Stock photographers, independent graphic designers and small cultural archives in Milan are raising the alarm over a surge in automated duplicate-image replacement systems deployed by major digital platforms — tools they say routinely misidentify original work as copies and pull it from circulation without human review or adequate recourse.
The complaints have grown louder through the first half of 2026, coinciding with platform-wide policy updates from several major image licensing and hosting services that expanded their automated detection systems in January. For Milan's creative community — a sector woven into the city's identity as a global design and fashion capital — the consequences are not abstract. They mean lost income, damaged client relationships and, for some, the erasure of years of catalogued work.
Milan's Brera and Isola neighbourhoods, both dense with independent studios and freelance visual artists, have become informal centres of the frustration. Practitioners gather at co-working spaces along Via Palermo and at creative hubs clustered near the BASE Milano cultural centre in the Tortona district, where the issue has surfaced repeatedly at informal meetups since February.
"My Portfolio Vanished Overnight"
Community members describe a consistent pattern: an original image — often one that takes stylistic cues from a wider visual trend in fashion or product photography — gets flagged by an algorithm as a duplicate of an earlier submission from a different creator. The platform then either suppresses it or replaces it automatically with the earlier file, with the original photographer receiving only a standard notification email and no direct path to contest the decision.
For photographers contributing to platforms that charge contributors nothing to upload but split licensing revenues, even a single removal can eliminate a reliable passive income stream. Some practitioners working out of studios in the Porta Venezia district say they rely on platform royalties for between 20 and 40 percent of their monthly earnings, according to figures shared at a May gathering organised by a Milanese freelance photographers' association. Those figures have not been independently verified by this newspaper.
The timing is particularly acute for Milan. With the city in full preparation mode for the Milan-Cortina 2026 Winter Olympics, demand for high-quality editorial and commercial imagery of the city and its surroundings has spiked. Several visual creatives who spoke generally to The Daily Milan described turning down assignment work because their platform portfolios — their primary calling cards to international buyers — had been degraded or partially removed without explanation.

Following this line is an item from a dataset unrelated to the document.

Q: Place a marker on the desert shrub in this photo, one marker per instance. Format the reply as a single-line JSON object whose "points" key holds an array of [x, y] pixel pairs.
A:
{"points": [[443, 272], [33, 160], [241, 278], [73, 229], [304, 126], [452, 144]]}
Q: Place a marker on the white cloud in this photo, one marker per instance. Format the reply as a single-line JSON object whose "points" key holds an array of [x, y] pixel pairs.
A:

What the Industry Is Doing About It
The issue sits at the intersection of intellectual property protection and algorithmic governance, two areas where Italian law and European Union regulation are both evolving rapidly. The EU's Digital Services Act, which imposes stricter obligations on large platforms regarding content moderation transparency, has been in effect for major platforms since February 2024. Legal observers in Milan's creative industry community note that platforms' failure to provide meaningful human review for automated takedown decisions may create compliance tensions, though no formal regulatory action against any named platform has been publicly announced in Italy to date.
Associazione Fotografi Professionisti, the Italian professional photographers' body, has been tracking member complaints and is understood to be preparing a position paper for submission to relevant European authorities later this year. No specific deadline or submission date has been publicly confirmed.
For practitioners facing the problem now, the practical advice circulating through Milan's creative networks is threefold. First, maintain rigorous metadata records — embedded EXIF data showing camera, date and GPS location — to support any challenge. Second, use platform-specific appeal mechanisms immediately and in writing, creating a paper trail. Third, consider diversifying across multiple platforms rather than concentrating a portfolio on any single service, a strategy several Tortona-district studios have already adopted.
The broader question of whether automated systems can ever be reliably calibrated to distinguish stylistic similarity from actual duplication is one that Milan's design community — which has spent decades defending the originality of its creative output on the global stage — is watching with particular urgency as the Olympic spotlight approaches.